A few years ago, the Electronic Gaming Development Company, itself a subsidiary of the Mohammed bin Salman Foundation, purchased a 36% stake in Japanese game publisher SNK. That stake quickly became a controlling interest of 51%, effectively providing Saudi Crown Prince Mohammed bin Salman with executive control over his first video game company.
Less than two years later, Mohammed bin Salman now owns almost all of SNK. A financial deal reported by VGC confirms the Electronic Gaming Development Company now owns 96% of SNK, which means bin Salman now effectively owns the King of Fighters, Metal Slug, and Samurai Shodown game developer.
“The Mohammed bin Salman Foundation’s (MiSK Foundation) investment in the Japanese company SNK reinforces its continuous commitment to its goals of empowering Saudi men and women through building economic partnerships, within the Foundation’s updated strategy to maximize the positive impact on youth empowerment,” reads a press release from last year when the investment was proposed.
As VGC notes, the final transaction was actually completed last February, but the news is only breaking two months later. This perhaps suggests SNK didn't want news of its takeover to be publicized.

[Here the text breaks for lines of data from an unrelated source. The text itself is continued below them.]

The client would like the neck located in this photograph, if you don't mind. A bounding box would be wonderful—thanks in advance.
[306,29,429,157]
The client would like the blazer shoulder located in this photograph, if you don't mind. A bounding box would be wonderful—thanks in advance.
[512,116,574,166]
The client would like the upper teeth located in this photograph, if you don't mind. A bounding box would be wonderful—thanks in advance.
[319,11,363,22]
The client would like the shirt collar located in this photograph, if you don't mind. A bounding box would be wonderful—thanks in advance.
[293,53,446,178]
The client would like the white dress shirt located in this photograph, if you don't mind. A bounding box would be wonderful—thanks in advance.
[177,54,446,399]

Prince Mohammed bin Salman is no stranger to the business of video games. After taking control of SNK in 2020, the Saudi Public Investment Fund, which is controlled by bin Salman, made billion-dollar investments in Capcom and Nexon and later EA, Activision, and Take-Two Interactive. Most recently, the Public Investment Fund-backed company Savvy Gaming purchased European pro gaming leagues ESL And FACEIT, with plans to combine the two into a single entity.

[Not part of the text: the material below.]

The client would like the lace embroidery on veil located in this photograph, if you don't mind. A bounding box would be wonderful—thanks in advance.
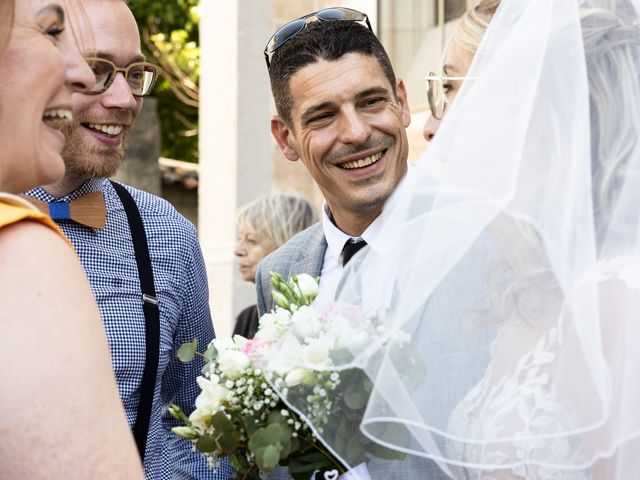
[446,256,640,480]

The Public Investment Fund is a Saudi wealth fund dedicated to diversifying Saudi Arabia’s economy beyond oil – a wise idea, given the world’s general movement away from fossil fuels due to climate change. Prince Mohammed bin Salman in particular has championed gaming as a means of moving beyond oil, although the prince himself remains a controversial figure for his alleged involvement in the assassination of Washington Post journalist Jamal Khashoggi.